La experiencia más terrible que experimentó Pedro fue: el de su traición. No obstante, en virtud de la misericordia divina, ésta se convertirá en ocasión de una profunda efusión del Espíritu Santo, manifestada a través de sus lágrimas. Lágrimas con las que el primero entre los Apóstoles sentirá toda su miseria y su pecado, pero con las que también recibirá la esperanza del perdón.

Para Pedro, esta traición supone una terrible caída. Pocas horas antes, se había declarado ante todos dispuesto a seguir a Jesús hasta la prisión, e incluso hasta la muerte. Era el jefe de los Apóstoles y, como tal, consciente de su obligación particular de guiar al grupo y dar buen ejemplo ante su Maestro.

Para eso lo había elegido Jesús y, por supuesto, su elección no pudo ser equivocada. Pedro estaba totalmente entregado a su misión. Y es entonces cuando sus bellas confesiones, y el agudo sentido que posee de su responsabilidad para con el resto de los discípulos, todo eso se viene abajo en pocos segundos; basta con que, en el patio del Sumo Sacerdote, un humilde criado le plantee esta pregunta: ¿no eres tú también discípulo de este hombre? Y por tres veces renegará Pedro de su Maestro, jurando no tener nada que ver con él… ¡Qué vuelco se produce! ¡El primero convertido en el último!

Sin embargo, el Espíritu Santo, que es el Padre de los pobres, se sirve de tan lamentable caída para volver a remover en lo más hondo el corazón del Apóstol: Pedro cruza su mirada con la de Jesús, y en esa mirada descubre el horror de su traición y toda su miseria; pero, al mismo tiempo, se da cuenta de que no está condenado, que es más tiernamente amado que nunca y que existe para él la esperanza de levantarse y ser salvado. Y Pedro se funde en lágrimas, en las cuales su corazón está ya purificado. La fortuna de Pedro es la de haber aceptado cruzar su mirada con la de Jesús… ¿Y tú, Judas?, ¿por qué huiste de esa mirada y te dejaste cercar por la desesperación? ¡También para ti hubo, hasta el último momento, la esperanza del perdón y la salvación! Tu pecado no fue peor que el de Pedro…

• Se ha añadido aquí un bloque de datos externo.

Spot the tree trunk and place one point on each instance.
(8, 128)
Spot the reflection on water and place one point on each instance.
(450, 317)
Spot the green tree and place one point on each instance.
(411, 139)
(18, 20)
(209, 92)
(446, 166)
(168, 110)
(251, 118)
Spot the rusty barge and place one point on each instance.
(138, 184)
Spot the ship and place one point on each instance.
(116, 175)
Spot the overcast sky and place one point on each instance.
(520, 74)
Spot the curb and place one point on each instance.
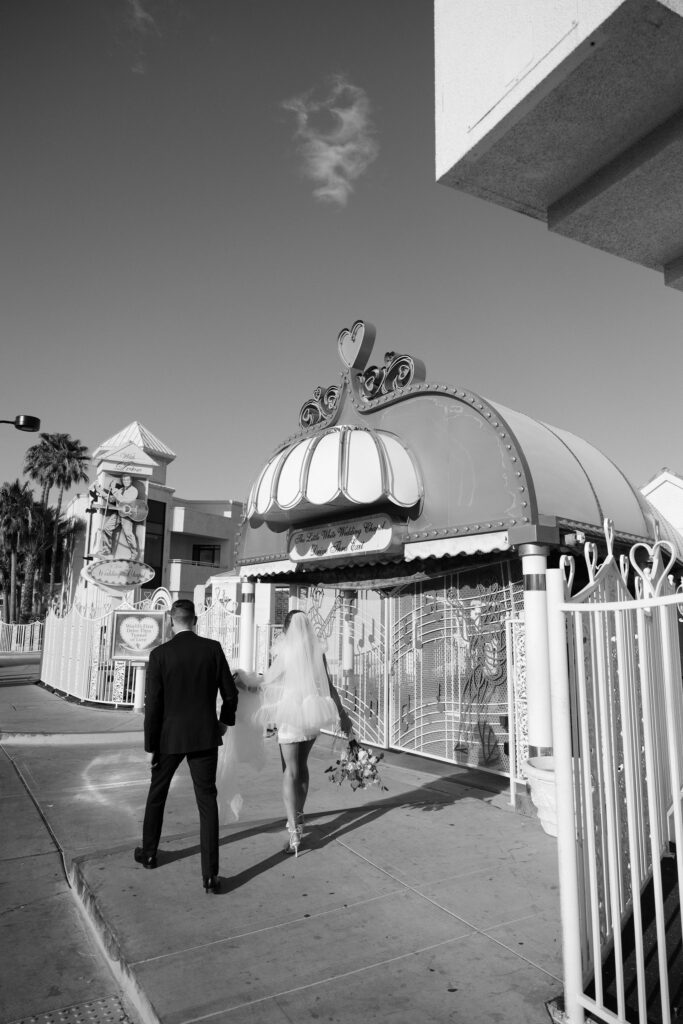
(110, 945)
(68, 738)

En esa mirada del Maestro, Pedro ha vivido una efusión del Espíritu Santo. Una de esas efusiones dolorosas que empobrecen, que despojan de forma radical, pero que acaban revelándose infinitamente beneficiosas, porque muestran al hombre su impotencia, su absoluta miseria y su nada, y le obligan desde ese momento a no apoyarse en sus solas fuerzas, ni en sus pretendidas cualidades o en las virtudes que cree poseer; que le obligan a contar exclusivamente con la misericordia y la fidelidad divinas, penetrando así en la auténtica libertad.

Los Padres del desierto no dudaban en afirmar: “el que ve su pecado es mayor que el que resucita a los muertos”. El Espíritu Santo ha hecho que se opere en Pedro un cambio decisivo: ha pasado de la confianza en sí mismo a la confianza en Dios, de la presunción a la esperanza. Se puede decir que, con motivo de su negación, Pedro perdió cuantas virtudes practicaba hasta el momento y creía poseer: su fervor, su fidelidad al Maestro, su valor, etc., pero su arrepentimiento hizo que recuperara el don de la esperanza.